About twenty years later the biography of Mohammed made an enormous advance through the works of Muir, Sprenger, and Nôldeke. On the ground of much wider and at the same time deeper study of the sources than had been possible for Weil and Caussin de Perceval, each of these three scholars gave in his own way an account of the origin of Islâm. Nôldeke was much sharper and more cautious in his historical criticism than Muir or Sprenger. While the biographies written by these two men have now only historical value, Nôldeke's _History of the Qorân_ is still an indispensable instrument of study more than half a century after its first appearance.
Numbers of more or less successful efforts to make Mohammed's life understood by the nineteenth century intellect have followed these without much permanent gain. Mohammed, who was represented to the public in turn as deceiver, as a genius mislead by the Devil, as epileptic, as hysteric, and as prophet, was obliged later on even to submit to playing on the one hand the part of socialist and, on the other hand, that of a defender of capitalism. These points of view were principally characteristic of the temperament of the scholars who held them; they did not really advance our understanding of the events that took place at Mecca and Medina between 610 and 632 A.D., that prologue to a perplexing historical drama.

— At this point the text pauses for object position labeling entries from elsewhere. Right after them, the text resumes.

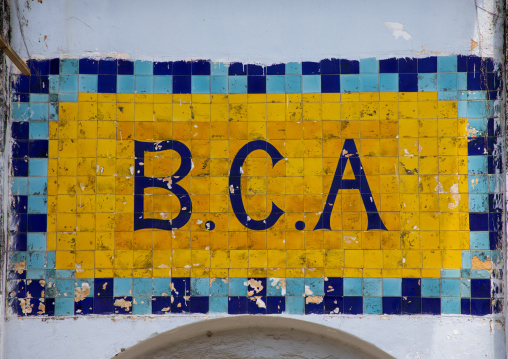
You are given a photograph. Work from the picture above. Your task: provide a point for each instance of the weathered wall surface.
(337, 163)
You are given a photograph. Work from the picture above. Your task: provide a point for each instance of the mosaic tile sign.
(332, 187)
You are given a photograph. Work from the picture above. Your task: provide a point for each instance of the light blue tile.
(316, 285)
(237, 287)
(39, 111)
(349, 83)
(372, 287)
(143, 67)
(19, 186)
(200, 84)
(275, 84)
(369, 83)
(450, 287)
(295, 305)
(219, 287)
(369, 66)
(389, 82)
(64, 307)
(37, 204)
(447, 63)
(163, 84)
(372, 305)
(125, 84)
(161, 286)
(200, 287)
(294, 84)
(88, 83)
(294, 68)
(311, 83)
(69, 66)
(39, 130)
(353, 286)
(38, 186)
(68, 83)
(238, 84)
(479, 240)
(36, 241)
(218, 68)
(427, 82)
(37, 167)
(295, 287)
(466, 260)
(143, 84)
(20, 111)
(218, 305)
(141, 305)
(450, 306)
(219, 84)
(122, 287)
(430, 287)
(392, 287)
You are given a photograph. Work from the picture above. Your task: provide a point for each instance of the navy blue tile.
(38, 149)
(330, 83)
(392, 305)
(161, 304)
(476, 146)
(478, 221)
(275, 305)
(237, 68)
(389, 66)
(37, 223)
(122, 309)
(88, 66)
(54, 66)
(126, 67)
(38, 67)
(334, 287)
(256, 305)
(353, 305)
(39, 84)
(349, 67)
(84, 306)
(431, 306)
(19, 167)
(411, 305)
(181, 84)
(256, 84)
(255, 70)
(163, 68)
(182, 68)
(330, 66)
(199, 304)
(107, 84)
(480, 288)
(237, 305)
(465, 306)
(108, 67)
(408, 82)
(103, 305)
(427, 64)
(480, 307)
(103, 287)
(20, 83)
(276, 69)
(19, 130)
(201, 67)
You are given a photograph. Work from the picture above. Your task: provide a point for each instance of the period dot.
(300, 225)
(210, 225)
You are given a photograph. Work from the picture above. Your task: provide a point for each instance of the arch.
(254, 337)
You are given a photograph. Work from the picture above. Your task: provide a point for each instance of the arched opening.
(254, 337)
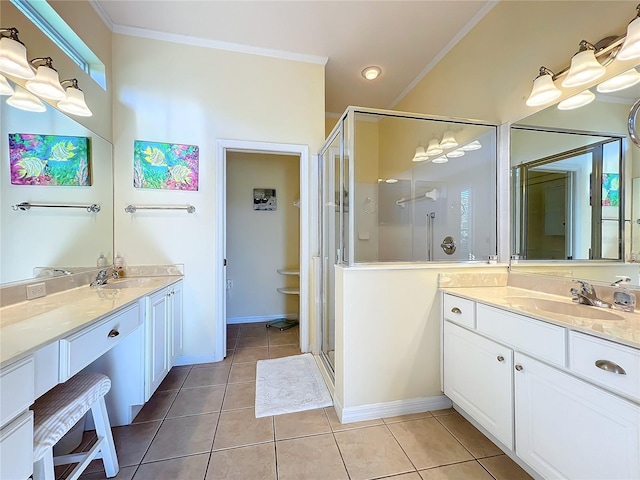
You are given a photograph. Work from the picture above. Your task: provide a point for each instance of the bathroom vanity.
(558, 392)
(130, 331)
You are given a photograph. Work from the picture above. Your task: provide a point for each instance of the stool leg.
(103, 429)
(43, 468)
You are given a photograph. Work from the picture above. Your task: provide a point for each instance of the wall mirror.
(50, 241)
(573, 199)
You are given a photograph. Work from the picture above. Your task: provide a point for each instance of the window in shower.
(403, 206)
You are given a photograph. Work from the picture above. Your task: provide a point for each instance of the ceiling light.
(13, 55)
(577, 101)
(372, 72)
(544, 90)
(5, 88)
(420, 155)
(631, 46)
(448, 141)
(46, 84)
(469, 147)
(434, 148)
(456, 153)
(25, 101)
(585, 67)
(620, 82)
(74, 102)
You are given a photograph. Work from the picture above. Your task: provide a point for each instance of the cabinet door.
(157, 345)
(478, 377)
(176, 320)
(567, 428)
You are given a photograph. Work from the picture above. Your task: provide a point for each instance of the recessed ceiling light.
(371, 73)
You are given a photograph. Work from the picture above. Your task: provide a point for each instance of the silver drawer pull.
(609, 366)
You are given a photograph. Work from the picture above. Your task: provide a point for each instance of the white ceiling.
(405, 38)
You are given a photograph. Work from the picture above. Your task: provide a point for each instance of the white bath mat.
(289, 384)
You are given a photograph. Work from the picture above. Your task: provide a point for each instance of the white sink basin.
(131, 283)
(533, 304)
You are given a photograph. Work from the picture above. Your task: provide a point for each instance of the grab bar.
(24, 206)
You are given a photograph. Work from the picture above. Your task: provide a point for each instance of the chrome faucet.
(586, 295)
(103, 276)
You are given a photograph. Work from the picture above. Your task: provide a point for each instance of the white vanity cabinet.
(163, 334)
(535, 387)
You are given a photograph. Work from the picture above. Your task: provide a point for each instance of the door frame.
(220, 244)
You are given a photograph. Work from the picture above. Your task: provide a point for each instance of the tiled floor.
(200, 425)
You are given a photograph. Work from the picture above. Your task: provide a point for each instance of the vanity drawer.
(459, 310)
(524, 334)
(79, 350)
(16, 385)
(604, 362)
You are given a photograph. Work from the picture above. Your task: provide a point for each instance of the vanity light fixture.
(577, 101)
(74, 102)
(372, 72)
(5, 88)
(585, 67)
(448, 140)
(25, 101)
(544, 90)
(456, 153)
(13, 55)
(434, 148)
(442, 159)
(620, 82)
(469, 147)
(420, 155)
(46, 84)
(631, 46)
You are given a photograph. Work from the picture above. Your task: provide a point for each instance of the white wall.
(261, 242)
(186, 94)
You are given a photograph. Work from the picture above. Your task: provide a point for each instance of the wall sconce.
(46, 83)
(588, 65)
(74, 102)
(13, 55)
(5, 88)
(25, 101)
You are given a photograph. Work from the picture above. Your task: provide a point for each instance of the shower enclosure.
(401, 187)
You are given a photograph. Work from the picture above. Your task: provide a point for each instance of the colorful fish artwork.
(168, 166)
(56, 160)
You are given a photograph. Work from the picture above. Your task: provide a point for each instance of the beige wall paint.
(489, 73)
(261, 242)
(197, 95)
(86, 23)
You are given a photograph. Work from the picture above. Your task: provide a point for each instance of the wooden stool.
(57, 411)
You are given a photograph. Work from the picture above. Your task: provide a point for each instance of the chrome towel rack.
(24, 206)
(134, 208)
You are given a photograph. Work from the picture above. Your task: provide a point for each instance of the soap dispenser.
(623, 299)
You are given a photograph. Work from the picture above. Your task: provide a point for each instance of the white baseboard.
(195, 359)
(261, 318)
(390, 409)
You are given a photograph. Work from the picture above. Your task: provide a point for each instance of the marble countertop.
(625, 331)
(26, 326)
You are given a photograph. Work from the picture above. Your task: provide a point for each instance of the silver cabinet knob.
(609, 366)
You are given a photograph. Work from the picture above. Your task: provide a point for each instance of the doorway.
(231, 147)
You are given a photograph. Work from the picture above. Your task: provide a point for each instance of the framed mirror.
(573, 199)
(60, 237)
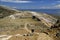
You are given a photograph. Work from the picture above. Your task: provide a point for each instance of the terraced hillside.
(21, 26)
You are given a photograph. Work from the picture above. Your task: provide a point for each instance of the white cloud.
(17, 1)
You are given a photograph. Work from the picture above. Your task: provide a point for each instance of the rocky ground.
(21, 26)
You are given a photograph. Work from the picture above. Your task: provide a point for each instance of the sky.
(31, 4)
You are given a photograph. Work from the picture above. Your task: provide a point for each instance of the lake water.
(48, 11)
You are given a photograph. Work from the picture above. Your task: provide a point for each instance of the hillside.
(21, 25)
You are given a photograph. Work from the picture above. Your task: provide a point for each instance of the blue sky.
(31, 4)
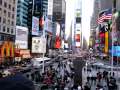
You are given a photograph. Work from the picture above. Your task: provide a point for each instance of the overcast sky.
(87, 9)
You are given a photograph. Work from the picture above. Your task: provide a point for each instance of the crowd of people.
(101, 79)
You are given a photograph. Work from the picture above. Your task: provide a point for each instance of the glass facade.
(22, 13)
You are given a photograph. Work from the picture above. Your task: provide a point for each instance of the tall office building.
(7, 27)
(59, 9)
(22, 12)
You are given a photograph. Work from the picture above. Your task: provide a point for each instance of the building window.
(13, 9)
(4, 29)
(5, 4)
(9, 6)
(12, 16)
(8, 30)
(11, 31)
(0, 2)
(5, 12)
(4, 20)
(9, 14)
(12, 23)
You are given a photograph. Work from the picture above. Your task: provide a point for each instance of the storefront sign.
(7, 49)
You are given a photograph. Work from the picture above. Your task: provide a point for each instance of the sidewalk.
(93, 86)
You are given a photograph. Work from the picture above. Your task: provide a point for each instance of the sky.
(87, 9)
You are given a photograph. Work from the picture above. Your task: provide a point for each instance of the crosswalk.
(92, 84)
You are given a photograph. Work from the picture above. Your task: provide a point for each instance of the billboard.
(21, 40)
(116, 51)
(35, 26)
(50, 7)
(38, 45)
(58, 29)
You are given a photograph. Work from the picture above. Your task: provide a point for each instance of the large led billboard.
(35, 26)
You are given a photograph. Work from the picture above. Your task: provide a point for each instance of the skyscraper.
(7, 27)
(22, 12)
(7, 18)
(59, 9)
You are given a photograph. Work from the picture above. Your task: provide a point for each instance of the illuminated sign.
(7, 49)
(35, 26)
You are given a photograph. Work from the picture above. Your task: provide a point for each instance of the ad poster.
(35, 26)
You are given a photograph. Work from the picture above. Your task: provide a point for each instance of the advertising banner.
(50, 7)
(116, 51)
(35, 26)
(21, 40)
(38, 45)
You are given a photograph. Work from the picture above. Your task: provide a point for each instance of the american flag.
(106, 15)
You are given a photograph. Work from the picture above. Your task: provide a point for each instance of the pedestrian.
(79, 87)
(87, 86)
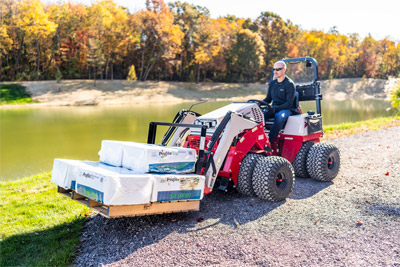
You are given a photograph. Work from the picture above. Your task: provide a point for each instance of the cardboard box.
(65, 171)
(172, 187)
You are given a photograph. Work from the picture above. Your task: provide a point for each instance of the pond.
(31, 138)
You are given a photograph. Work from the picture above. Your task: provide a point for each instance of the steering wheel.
(262, 104)
(259, 102)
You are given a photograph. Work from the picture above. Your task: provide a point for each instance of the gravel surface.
(352, 221)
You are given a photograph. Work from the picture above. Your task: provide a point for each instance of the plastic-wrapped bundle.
(158, 159)
(114, 185)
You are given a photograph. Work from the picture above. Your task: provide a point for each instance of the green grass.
(38, 226)
(13, 94)
(339, 130)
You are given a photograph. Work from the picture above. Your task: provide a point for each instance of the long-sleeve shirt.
(281, 94)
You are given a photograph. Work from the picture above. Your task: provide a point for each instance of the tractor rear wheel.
(300, 161)
(323, 162)
(273, 178)
(244, 183)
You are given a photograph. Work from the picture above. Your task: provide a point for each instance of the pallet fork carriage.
(233, 149)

The principal source from which all biographers started and to which they always returned, was the Qorân, the collection of words of Allah spoken by Mohammed in those twenty-two years. Hardly anyone, amongst the "faithful" and the "unfaithful," doubts the generally authentic character of its contents except the Parisian professor Casanova.[1] He tried to prove a little while ago that Mohammed's revelations originally contained the announcement that the HOUR, the final catastrophe, the Last judgment would come during his life. When his death had therefore falsified this prophecy, according to Casanova, the leaders of the young community found themselves obliged to submit the revelations preserved in writing or memory to a thorough revision, to add some which announced the mortality even of the last prophet, and, finally to console the disappointed faithful with the hope of Mohammed's return before the end of the world. This doctrine of the return, mentioned neither in the Qorân nor in the eschatological tradition of later times, according to Casanova was afterwards changed again into the expectation of the Mahdî, the last of Mohammed's deputies, "a Guided of God," who shall be descended from Mohammed, bear his name, resemble him in appearance, and who shall fill the world once more before its end with justice, as it is now filled with injustice and tyranny.